Driverless cars are enjoying a lot of hype, but plenty of challenges stand in their way. (Google)

AUSTIN — Would you support the introduction of a machine that would kill 3,300 Americans a year? The answer is almost certainly no. But what if that technology was a driverless car, and if those 3,300 deaths replaced the roughly 33,000 lives a year that perish on U.S. roads as a result of human error? Is one death caused by a machine error better than 10 deaths caused by human error?

From a utilitarian perspective, it would seem that trading 33,000 deaths for 3,300 would make sense (The 3,300 figure is an arbitrary estimate I’m including for discussion purposes. In theory, self-driving cars will save many lives — exactly how many we don’t know.)

In a keynote address at the SXSW Interactive Festival on Sunday, author Malcolm Gladwell pressed venture capitalist Bill Gurley on our “catastrophically imperfect” network of cars. Gurley honed in on one of the big drawbacks of self-driving cars.

“Humans will be much less tolerant of a machine error causing death than human error causing death,” said Gurley, an early investor in Uber and other disruptive technologies. He describes himself as much more skeptical of driverless cars than most people.

“I would argue that for a machine to be out there that weighs three tons that’s moving around at that speed, it would need to have at least four nines because the errors would be catastrophic,” Gurley said. (Four nines alludes to 99.99 percent, as in the near-perfect safety record self-driving cars may need to gain acceptance. For example, a Web site with “four nines” fails to load only one minute per week.)

Driverless cars may need to be near perfect, but they’ll face a long list of rare circumstances that could be difficult to handle. These unusual circumstances are sometime called edge cases. For example, can a car be programmed to identify an ambulance siren and pull over? Can it respond to an officer directing traffic? What about inclement weather, heavy snow, flooded streets or roads covered with leaves? These things could all disrupt its sensors.

In an panel Saturday at SXSW, University of Michigan professor Ryan Eustice, who is developing algorithms for the maps driverless cars will rely on, acknowledged the challenge.

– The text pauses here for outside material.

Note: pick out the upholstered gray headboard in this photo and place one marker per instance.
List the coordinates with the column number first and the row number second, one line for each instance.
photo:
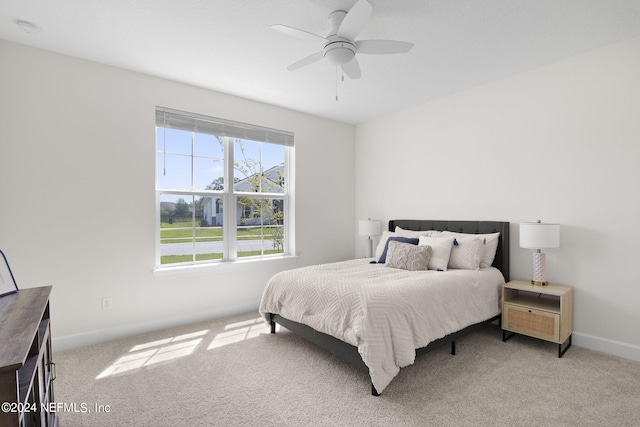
column 501, row 262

“To really field this technology in all weather, all kinds of scenarios, I think the public’s been a little oversold to this point,” Eustice said. “There’s still a lot of really hard problems to work on.”

He cited the problem of a driverless car’s sensors being confused by snowflakes during a snowstorm. There’s also the question of whether a driverless car in a snowstorm should drive in its original lane or follow the tracks of the car in front of it?

You might think we can just rely on humans to take over whenever a situation gets dicey. But Eustice and others aren’t fond of that.

“This notion, fall back to a human, in part it’s kind of a fallacy,” Eustice said. “To fall back on a human the car has to be able to have enough predictive capability to know that 30 seconds from now, or whatever, it’s in a situation it can’t handle. The human, they’re not going to pay attention in the car. You’re going to be on your cell phone, you’re going to totally tune out, whatever. To take on that cognitive load, you can’t just kick out and say oh ‘take over.’ ”

He noted how Google had taken the steering wheel and pedal out of its driverless car prototype to avoid the human-machine interface issue, which he considers a huge problem for the field.

In his talk with Gurley, Gladwell noted the surprising disparity between Americans killed in wars and on U.S. roads. It would seem we could do a lot better. But a lot of tough challenges must be solved before U.S. roads can ever become some sort of self-driving utopia.